Sermons

Summary: Jeremiah teaches us how to endure tough assignments from God

Jeremiah - Tough Assignments

There have been a lot of difficult situations in the news lately - difficult from a Christian perspective. Hurricane Katrina sweeps through the south, and massive devastation, loss of homes, loss of property, loss of family, and loss of life. And for many of those facing these losses, they are Christians. It would be wonderful to think that all those who faced the wrath of the storm were sinners under the judgment of God--but that’s not the case. Many good Christians and many good churches were attacked by the hurricane. Even good seminaries faced the brunt of the storm.

Here in Owosso last Saturday night a house explodes, killing six. It would soothe our conscience if this was a crack house or a place of prostitution. But instead this is a home where those killed had a strong faith. How do we combine the idea that as Christians “God will watch over us” with the tragedies that occur?

To gain some biblical perspective, we look at the story of the prophet Jeremiah this morning. Scripture offers us some basic truths that we turn to in times like these - truths that God knows best, that his ways are perfect, that the rain falls on the just and unjust alike. But often we can say these truths in a simplistic way without embracing the full feelings of emotions of those under the burden of the loss. Jeremiah is one who understands what it means to be given a hard assignment. Turn with me to Jeremiah 1 this morning, as we learn from his life and message.

Jeremiah is right after the book of Isaiah. Open your Bible in the middle and you can probably find it fairly quickly - Psalms, Proverbs, Ecclesiastes, Isaiah, Jeremiah. To review quickly, we’ve come through the OT together, seeing God calling out a people to enter into relationship with. He took them to a land He had prepared for them, and made them into a nation, giving them a king after his own heart. Then, because of their sinfulness, he sent prophets to warn them, and to call them back to repentance. The nation was split into a northern half, Israel, which was destroyed by the Assyrians in 722 BC. There was a southern half, Judah, which ended up falling to the Babylonians in 586 BC. Jeremiah is a prophet sent to the southern nation of Judah during the last 40 years of its existence, under the kings Josiah, Jehoahaz, Jehoiakim, Jehoiachin, and Zedekiah. But Jeremiah’s ministry was a hard one.

In Jeremiah chapter 1, we see Jeremiah’s call. Look in verse 4. The word of the LORD came to me, saying, “Before I formed you in the womb I knew you, before you were born I set you apart; I appointed you as a prophet to the nations.” “Ah, Sovereign LORD,” I said, “I do not know how to speak; I am only a child.” But the LORD said to me, “Do not say, ‘I am only a child.’ You must go to everyone I send you to and say whatever I command you. Do not be afraid of them, for I am with you and will rescue you,” declares the LORD.

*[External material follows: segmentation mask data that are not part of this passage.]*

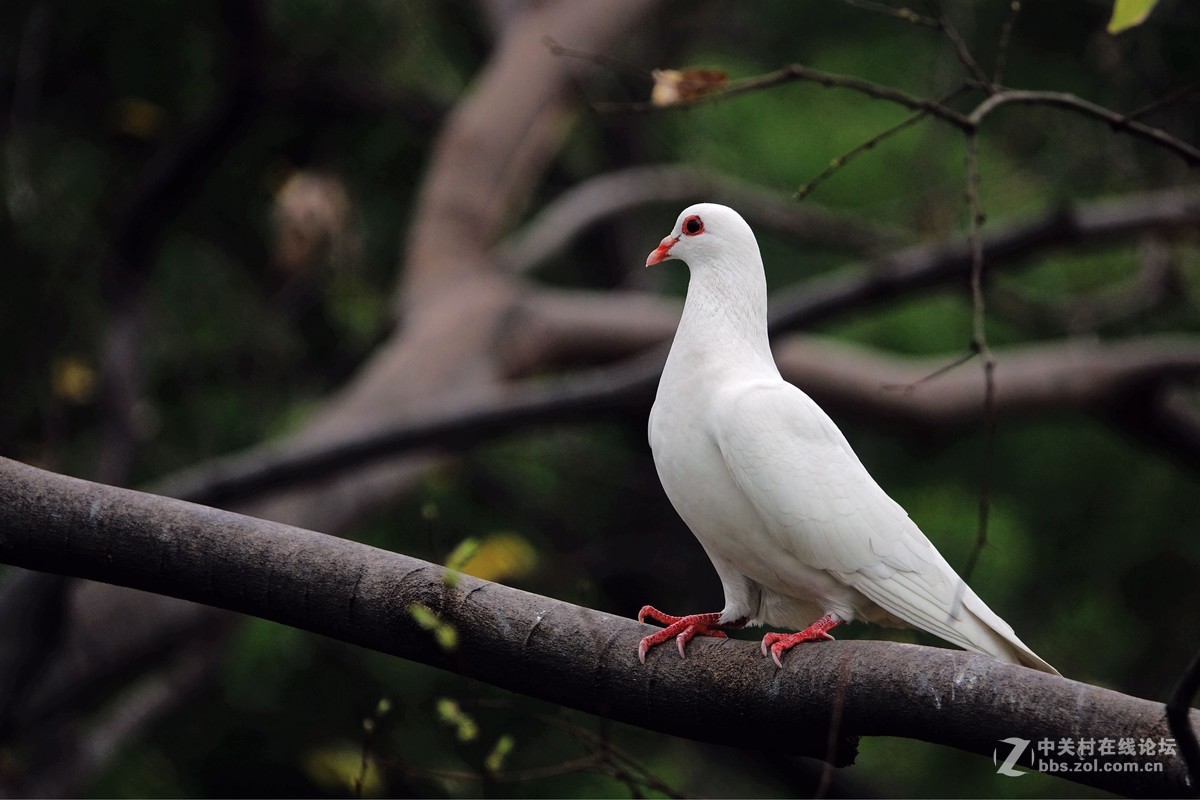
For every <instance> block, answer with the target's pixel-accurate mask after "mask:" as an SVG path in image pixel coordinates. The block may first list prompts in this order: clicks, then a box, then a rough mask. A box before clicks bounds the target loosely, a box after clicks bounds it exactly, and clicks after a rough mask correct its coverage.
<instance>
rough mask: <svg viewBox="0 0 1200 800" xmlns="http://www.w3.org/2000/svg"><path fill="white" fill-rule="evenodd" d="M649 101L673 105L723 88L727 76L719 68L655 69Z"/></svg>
mask: <svg viewBox="0 0 1200 800" xmlns="http://www.w3.org/2000/svg"><path fill="white" fill-rule="evenodd" d="M650 74H653V76H654V89H652V90H650V102H652V103H654V104H655V106H674V104H676V103H682V102H686V101H689V100H696V98H697V97H702V96H703V95H708V94H712V92H714V91H718V90H719V89H724V88H725V84H726V83H728V77H727V76H726V74H725V72H724V71H721V70H697V68H692V70H655V71H654V72H653V73H650Z"/></svg>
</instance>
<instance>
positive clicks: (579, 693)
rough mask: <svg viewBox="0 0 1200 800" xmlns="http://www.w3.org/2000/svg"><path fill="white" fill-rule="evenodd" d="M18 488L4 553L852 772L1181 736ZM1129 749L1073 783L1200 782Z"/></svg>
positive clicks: (121, 491)
mask: <svg viewBox="0 0 1200 800" xmlns="http://www.w3.org/2000/svg"><path fill="white" fill-rule="evenodd" d="M0 487H2V489H0V492H2V494H0V498H2V501H0V561H4V563H7V564H14V565H18V566H24V567H26V569H34V570H44V571H53V572H59V573H65V575H73V576H77V577H83V578H89V579H94V581H103V582H109V583H118V584H121V585H130V587H136V588H139V589H144V590H148V591H155V593H161V594H168V595H172V596H176V597H182V599H187V600H192V601H197V602H202V603H208V604H212V606H217V607H221V608H227V609H230V610H235V612H240V613H246V614H254V615H258V616H262V618H264V619H270V620H274V621H277V622H282V624H284V625H292V626H295V627H300V628H304V630H307V631H312V632H314V633H319V634H322V636H328V637H332V638H336V639H340V640H343V642H348V643H352V644H358V645H360V646H365V648H371V649H374V650H379V651H382V652H388V654H391V655H396V656H400V657H403V658H409V660H413V661H419V662H422V663H427V664H432V666H436V667H439V668H443V669H449V670H452V672H456V673H460V674H463V675H467V676H470V678H475V679H479V680H482V681H486V682H490V684H493V685H496V686H500V687H504V688H509V690H511V691H515V692H520V693H523V694H528V696H530V697H536V698H540V699H545V700H548V702H552V703H558V704H563V705H568V706H571V708H577V709H581V710H583V711H588V712H592V714H599V715H602V716H606V717H611V718H614V720H619V721H623V722H628V723H631V724H636V726H641V727H644V728H649V729H653V730H659V732H662V733H670V734H673V735H683V736H689V738H692V739H700V740H704V741H713V742H719V744H727V745H736V746H740V747H749V748H752V750H764V751H772V752H792V753H802V754H806V756H811V757H815V758H827V757H829V756H832V760H833V762H834V763H836V764H848V763H852V762H853V759H854V756H856V740H857V738H859V736H864V735H888V736H907V738H913V739H920V740H924V741H930V742H935V744H943V745H949V746H953V747H959V748H961V750H966V751H970V752H977V753H984V754H991V753H992V752H994V751H995V747H996V745H997V741H998V740H1001V739H1004V738H1007V736H1014V735H1019V736H1022V738H1026V739H1030V740H1036V739H1043V738H1052V739H1057V738H1073V739H1079V738H1084V736H1093V738H1098V736H1132V738H1135V739H1140V738H1151V739H1154V740H1156V741H1157V740H1158V739H1159V738H1166V736H1169V735H1170V730H1169V728H1168V724H1166V721H1165V717H1164V714H1163V706H1162V704H1158V703H1151V702H1148V700H1142V699H1138V698H1133V697H1128V696H1123V694H1120V693H1117V692H1114V691H1110V690H1105V688H1099V687H1094V686H1088V685H1086V684H1079V682H1075V681H1072V680H1067V679H1063V678H1056V676H1051V675H1046V674H1044V673H1038V672H1033V670H1028V669H1024V668H1021V667H1015V666H1012V664H1006V663H1001V662H998V661H995V660H991V658H988V657H986V656H980V655H977V654H968V652H962V651H953V650H942V649H936V648H920V646H916V645H904V644H893V643H884V642H836V643H826V644H820V645H811V646H808V648H804V649H802V650H798V651H796V652H794V654H792V655H791V656H790V657H788V660H787V662H786V666H785V669H784V670H782V672H780V670H776V668H775V667H774V666H773V664H772V663H770V662H769V661H768V660H764V658H762V657H761V656H760V655H758V652H757V650H758V648H757V645H756V644H751V643H746V642H737V640H725V642H716V640H712V642H709V640H703V642H701V640H697V642H694V643H692V652H691V657H690V658H686V660H679V658H678V657H676V656H674V655H673V654H672V652H670V651H668V650H665V649H664V650H658V651H655V652H654V654H653V655H652V657H650V660H649V663H648V664H646V666H642V664H640V663H638V662H637V657H636V645H637V642H638V638H640V637H642V636H644V634H646V632H647V631H648V630H649V627H648V626H644V625H640V624H637V622H635V621H634V620H631V619H626V618H618V616H612V615H610V614H605V613H601V612H595V610H592V609H587V608H581V607H578V606H572V604H570V603H564V602H562V601H557V600H552V599H550V597H542V596H538V595H532V594H528V593H524V591H520V590H517V589H510V588H508V587H503V585H499V584H493V583H487V582H484V581H479V579H475V578H472V577H468V576H462V577H461V578H458V581H457V582H455V583H454V584H452V585H449V584H448V583H446V582H445V579H444V578H445V570H444V569H443V567H439V566H436V565H433V564H427V563H424V561H420V560H416V559H412V558H408V557H404V555H400V554H395V553H388V552H385V551H379V549H376V548H372V547H367V546H364V545H358V543H354V542H349V541H346V540H341V539H336V537H332V536H325V535H322V534H317V533H312V531H306V530H300V529H296V528H289V527H287V525H281V524H277V523H270V522H264V521H259V519H253V518H248V517H241V516H239V515H234V513H229V512H223V511H216V510H212V509H204V507H197V506H193V505H190V504H185V503H180V501H176V500H169V499H166V498H160V497H155V495H149V494H143V493H138V492H131V491H126V489H116V488H113V487H106V486H102V485H96V483H89V482H86V481H79V480H76V479H70V477H65V476H60V475H54V474H52V473H44V471H42V470H38V469H35V468H31V467H26V465H24V464H20V463H18V462H13V461H8V459H0ZM214 576H220V579H214ZM413 603H421V604H424V606H426V607H427V608H430V609H432V610H433V612H434V613H436V614H437V615H438V616H439V618H440V619H442V620H443V621H444V622H448V624H450V625H452V626H454V627H455V628H457V631H458V642H460V645H458V649H457V650H455V651H445V650H443V649H442V648H440V646H439V645H438V644H436V643H434V640H433V638H432V637H431V636H430V634H428V633H427V632H426V631H424V630H422V628H421V627H420V626H419V625H418V624H416V622H415V621H414V620H413V619H412V618H410V615H409V614H408V612H407V609H408V608H410V607H412V604H413ZM839 693H840V697H841V698H842V702H841V703H840V704H839V709H838V714H836V724H838V734H836V736H835V742H834V744H835V746H834V747H833V752H832V753H830V752H829V748H828V728H829V726H830V723H832V722H833V720H832V717H833V715H834V710H833V708H832V705H830V699H829V698H832V697H835V696H839ZM1190 726H1192V728H1193V729H1196V728H1200V712H1195V711H1193V712H1192V714H1190ZM1128 759H1129V760H1134V762H1140V763H1144V764H1148V763H1156V764H1158V763H1162V771H1150V770H1145V771H1138V772H1103V771H1098V772H1072V774H1067V775H1064V777H1068V778H1070V780H1078V781H1080V782H1084V783H1088V784H1091V786H1097V787H1100V788H1104V789H1108V790H1111V792H1120V793H1126V794H1142V795H1158V796H1168V795H1182V794H1184V793H1187V792H1188V786H1187V783H1186V765H1184V763H1183V760H1182V758H1180V757H1178V756H1160V754H1157V753H1156V754H1151V756H1135V757H1128Z"/></svg>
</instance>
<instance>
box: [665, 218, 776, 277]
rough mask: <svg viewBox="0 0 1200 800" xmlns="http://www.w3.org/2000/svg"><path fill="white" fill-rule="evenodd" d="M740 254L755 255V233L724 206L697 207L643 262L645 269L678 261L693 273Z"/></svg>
mask: <svg viewBox="0 0 1200 800" xmlns="http://www.w3.org/2000/svg"><path fill="white" fill-rule="evenodd" d="M740 253H755V254H756V255H757V253H758V243H757V242H756V241H755V237H754V231H752V230H750V225H748V224H746V221H745V219H743V218H742V215H739V213H738V212H737V211H734V210H733V209H731V207H728V206H725V205H718V204H715V203H697V204H696V205H689V206H688V207H686V209H684V210H683V212H682V213H680V215H679V218H678V219H676V227H674V229H673V230H672V231H671V235H670V236H667V237H666V239H664V240H662V241H661V242H660V243H659V246H658V247H655V248H654V252H653V253H650V254H649V255H648V257H647V258H646V266H652V265H654V264H661V263H662V261H667V260H671V259H672V258H678V259H679V260H682V261H686V263H688V266H689V267H691V269H692V270H695V269H696V267H698V266H702V265H704V264H708V263H712V261H713V260H726V259H730V258H731V257H736V255H737V254H740Z"/></svg>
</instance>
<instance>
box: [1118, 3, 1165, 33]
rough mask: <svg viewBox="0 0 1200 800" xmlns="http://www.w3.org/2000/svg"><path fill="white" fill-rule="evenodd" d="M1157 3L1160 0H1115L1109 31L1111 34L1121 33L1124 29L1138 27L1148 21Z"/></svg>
mask: <svg viewBox="0 0 1200 800" xmlns="http://www.w3.org/2000/svg"><path fill="white" fill-rule="evenodd" d="M1157 5H1158V0H1115V1H1114V4H1112V18H1111V19H1109V28H1108V31H1109V32H1110V34H1120V32H1121V31H1123V30H1128V29H1130V28H1136V26H1138V25H1140V24H1142V23H1144V22H1146V18H1147V17H1150V12H1151V11H1153V10H1154V6H1157Z"/></svg>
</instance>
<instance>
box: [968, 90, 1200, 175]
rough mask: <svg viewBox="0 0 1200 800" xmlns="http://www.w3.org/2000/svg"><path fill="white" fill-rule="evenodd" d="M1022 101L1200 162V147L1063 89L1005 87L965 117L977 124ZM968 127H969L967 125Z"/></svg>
mask: <svg viewBox="0 0 1200 800" xmlns="http://www.w3.org/2000/svg"><path fill="white" fill-rule="evenodd" d="M1013 103H1021V104H1026V106H1051V107H1056V108H1066V109H1069V110H1073V112H1078V113H1079V114H1082V115H1084V116H1091V118H1093V119H1098V120H1103V121H1105V122H1108V124H1109V125H1111V126H1112V130H1114V131H1123V132H1126V133H1129V134H1130V136H1135V137H1138V138H1140V139H1146V140H1147V142H1152V143H1154V144H1157V145H1159V146H1160V148H1165V149H1166V150H1170V151H1171V152H1174V154H1176V155H1177V156H1180V157H1181V158H1183V161H1186V162H1187V163H1188V164H1189V166H1196V164H1200V150H1198V149H1196V148H1194V146H1192V145H1190V144H1188V143H1186V142H1183V140H1181V139H1176V138H1175V137H1172V136H1171V134H1170V133H1166V132H1165V131H1162V130H1159V128H1156V127H1151V126H1148V125H1144V124H1141V122H1139V121H1136V120H1134V119H1132V116H1127V115H1124V114H1118V113H1116V112H1114V110H1112V109H1109V108H1104V107H1103V106H1097V104H1096V103H1093V102H1091V101H1087V100H1084V98H1081V97H1076V96H1075V95H1072V94H1068V92H1061V91H1026V90H1018V89H1006V90H1003V91H998V92H996V94H995V95H991V96H990V97H988V98H986V100H985V101H983V102H982V103H979V106H977V107H976V109H974V110H973V112H971V113H970V114H968V115H967V116H966V118H965V119H966V121H967V122H968V125H971V126H973V127H978V126H979V124H982V122H983V120H984V119H985V118H986V116H988V115H989V114H991V113H992V112H995V110H996V109H997V108H1000V107H1001V106H1009V104H1013ZM964 130H966V128H964Z"/></svg>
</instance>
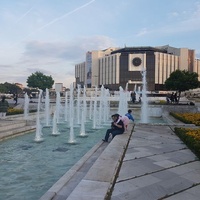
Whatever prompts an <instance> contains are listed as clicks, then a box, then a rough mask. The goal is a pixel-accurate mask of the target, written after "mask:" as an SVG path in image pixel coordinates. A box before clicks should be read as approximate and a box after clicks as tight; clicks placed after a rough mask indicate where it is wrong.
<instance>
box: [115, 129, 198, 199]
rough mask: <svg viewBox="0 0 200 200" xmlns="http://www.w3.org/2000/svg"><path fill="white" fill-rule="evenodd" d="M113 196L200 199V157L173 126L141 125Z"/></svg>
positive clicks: (130, 145)
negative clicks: (190, 148)
mask: <svg viewBox="0 0 200 200" xmlns="http://www.w3.org/2000/svg"><path fill="white" fill-rule="evenodd" d="M111 199H112V200H125V199H126V200H133V199H134V200H155V199H166V200H179V199H180V200H183V199H189V200H198V199H200V161H199V160H198V159H197V158H196V156H195V155H194V154H193V153H192V152H191V151H190V150H189V149H188V148H187V147H186V146H185V144H183V143H182V141H181V140H180V139H179V138H178V137H177V136H176V135H175V134H174V133H173V131H172V130H171V128H170V126H167V125H166V126H155V125H137V126H136V128H135V132H134V133H133V135H132V136H131V140H130V143H129V145H128V149H127V151H126V155H125V158H124V160H123V164H122V167H121V169H120V173H119V177H118V179H117V181H116V184H115V186H114V191H113V193H112V197H111Z"/></svg>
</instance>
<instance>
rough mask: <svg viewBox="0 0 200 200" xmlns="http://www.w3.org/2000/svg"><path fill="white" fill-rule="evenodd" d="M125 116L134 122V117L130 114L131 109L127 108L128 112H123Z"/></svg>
mask: <svg viewBox="0 0 200 200" xmlns="http://www.w3.org/2000/svg"><path fill="white" fill-rule="evenodd" d="M125 116H127V117H128V118H129V119H130V120H131V121H133V122H134V118H133V116H132V110H128V112H127V113H126V114H125Z"/></svg>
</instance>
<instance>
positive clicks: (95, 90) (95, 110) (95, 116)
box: [93, 87, 97, 129]
mask: <svg viewBox="0 0 200 200" xmlns="http://www.w3.org/2000/svg"><path fill="white" fill-rule="evenodd" d="M96 114H97V87H95V94H94V108H93V129H96V125H97V124H96V117H97V116H96Z"/></svg>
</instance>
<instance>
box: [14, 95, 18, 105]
mask: <svg viewBox="0 0 200 200" xmlns="http://www.w3.org/2000/svg"><path fill="white" fill-rule="evenodd" d="M14 101H15V105H17V101H18V95H17V94H15V96H14Z"/></svg>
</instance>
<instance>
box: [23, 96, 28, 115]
mask: <svg viewBox="0 0 200 200" xmlns="http://www.w3.org/2000/svg"><path fill="white" fill-rule="evenodd" d="M24 99H25V102H24V119H28V113H29V97H28V95H27V93H25V96H24Z"/></svg>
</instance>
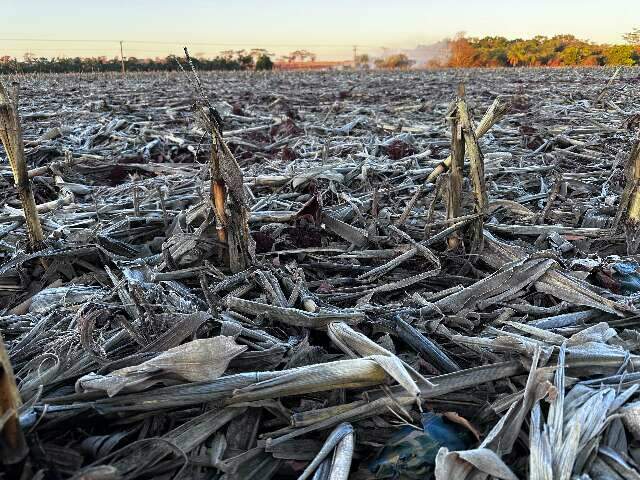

That sounds like a wonderful promise to Jeremiah. God knows him, and will keep him free from being afraid, for he promises to always rescue Jeremiah. Given that promise, we might think Jeremiah was going to have a great, productive ministry. But as we read through the book of Jeremiah, we find that his ministry was a difficult one. For Jeremiah’s message to the people was one of coming judgment.

•In chapter 7 - Jeremiah stands in the temple to deliver a message of judgment.

•In chapter 10 - Jeremiah tells the people they will go into exile - vs. 17 - Gather up your belongings to leave the land, you who live under siege. For this is what the LORD says: “At this time I will hurl out those who live in this land; I will bring distress on them so that they may be captured.”

•In chapter 11 - we see the people plot against jeremiah to kill him - vs. 18 - Because the LORD revealed their plot to me, I knew it, for at that time he showed me what they were doing. I had been like a gentle lamb led to the slaughter; I did not realize that they had plotted against me, saying, “Let us destroy the tree and its fruit; let us cut him off from the land of the living, that his name be remembered no more.” The men of Anathoth were seeking his life and saying, ‘Do not prophesy in the name of the LORD or you will die by our hands.